Even when there were few yield differences among treatments containing an herbicide (Table 6), differences in Palmer amaranth biomass can relate to seed production. Previous studies reported a strong positive correlation between Palmer amaranth biomass and seed production, suggesting that as biomass increases, so does seed production (Mahoney et al. 2021; Miranda et al. 2022; Schwartz et al. 2016; Spaunhorst et al. 2018; Webster and Grey 2015). Liu et al. (2021b) and Norsworthy et al. (2016) concluded that late-emerging Palmer amaranth plants have negligible effects on crop yields; however, if those plants are left uncontrolled, even if they are small, they can set seeds into the soil and carry to future issues. For instance, late-emerging Palmer amaranth plants reported in cotton (Gossypium hirsutum L.) fields in Texas were able to produce 1,390 seeds m–2 (Werner et al. 2020).

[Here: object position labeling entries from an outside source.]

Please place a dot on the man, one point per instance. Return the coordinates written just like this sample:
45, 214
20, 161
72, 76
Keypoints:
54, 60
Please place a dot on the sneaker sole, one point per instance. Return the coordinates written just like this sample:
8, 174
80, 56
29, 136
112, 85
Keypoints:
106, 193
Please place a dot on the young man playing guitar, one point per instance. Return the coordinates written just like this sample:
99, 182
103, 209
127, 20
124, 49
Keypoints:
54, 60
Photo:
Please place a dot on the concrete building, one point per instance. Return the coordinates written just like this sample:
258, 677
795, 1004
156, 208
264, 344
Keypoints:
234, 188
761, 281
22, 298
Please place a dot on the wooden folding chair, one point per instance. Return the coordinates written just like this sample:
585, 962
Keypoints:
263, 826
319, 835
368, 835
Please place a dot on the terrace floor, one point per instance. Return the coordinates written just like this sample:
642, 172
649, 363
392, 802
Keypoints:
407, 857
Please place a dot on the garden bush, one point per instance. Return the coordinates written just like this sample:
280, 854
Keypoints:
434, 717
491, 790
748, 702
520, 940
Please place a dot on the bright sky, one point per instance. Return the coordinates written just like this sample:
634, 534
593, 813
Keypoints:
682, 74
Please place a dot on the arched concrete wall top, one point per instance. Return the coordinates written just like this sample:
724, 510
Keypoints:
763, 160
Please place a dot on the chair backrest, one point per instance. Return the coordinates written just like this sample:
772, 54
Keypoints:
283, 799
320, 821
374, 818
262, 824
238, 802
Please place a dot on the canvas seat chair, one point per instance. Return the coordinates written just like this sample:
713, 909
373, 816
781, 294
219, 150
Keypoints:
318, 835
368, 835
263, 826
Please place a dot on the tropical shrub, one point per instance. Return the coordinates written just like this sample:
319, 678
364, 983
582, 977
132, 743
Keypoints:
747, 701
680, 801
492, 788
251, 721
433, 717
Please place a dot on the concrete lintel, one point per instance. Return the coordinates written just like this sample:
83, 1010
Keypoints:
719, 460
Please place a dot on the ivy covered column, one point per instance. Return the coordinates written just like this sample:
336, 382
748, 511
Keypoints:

Given the high seed production of late-emerging Palmer amaranth plants, it is highly important to control every single plant for managing soil seedbank and reduce their persistence in a long-term weed management perspective.
Conclusion and Practical Implications
ALS-inhibitor resistance is segregating within the Palmer amaranth population present in the experiment area; consequently, imazamox + bentazon efficacy varied year to year depending on the timing of POST herbicide applied with respect to density and biomass. Although imazamox + bentazon controlled Palmer amaranth, resistance is a concern as several Palmer amaranth biotypes are ALS inhibitor-resistant worldwide (Heap 2021). Dimethenamid-P applied POST following a PRE application of dimethenamid-P + pendimethalin provided equivalent Palmer amaranth density and biomass reduction as when dimethenamid-P was mixed with imazamox + bentazon, or when fomesafen was applied, except in 2019 when the V3 application timing failed to provide adequate control, likely due to environmental conditions that influenced the degradation of the PRE soil-residual herbicides and the Palmer amaranth emergence. If the Palmer amaranth population were completely resistant to ALS-inhibiting herbicides, treatments containing dimethenamid-P applied POST would still have provided adequate control of Palmer amaranth while treatments of imazamox + bentazon applied alone would likely have provided poor control. If fomesafen is not an option due to the crop rotation interval restriction, dimethenamid-P applied sequentially PRE fb POST or POST after the application of an effective PRE program is the only remaining effective option for ALS inhibitor-resistant Palmer amaranth management in dry edible bean. Although dimethenamid-P applied alone in a sequential PRE fb POST program provided >90% Palmer amaranth control, it is suggested that this herbicide be applied in a mixture with other herbicides to mitigate herbicide resistance. The use of dimethenamid-P in a sequential PRE fb POST program, alone or in a mixture with foliar-active herbicides should be considered by dry edible bean growers who are managing ALS inhibitor-resistant Palmer amaranth.
Acknowledgments.
We acknowledge the Nebraska Dry Bean Commission for providing funding for this study.
No conflicts of interest have been declared.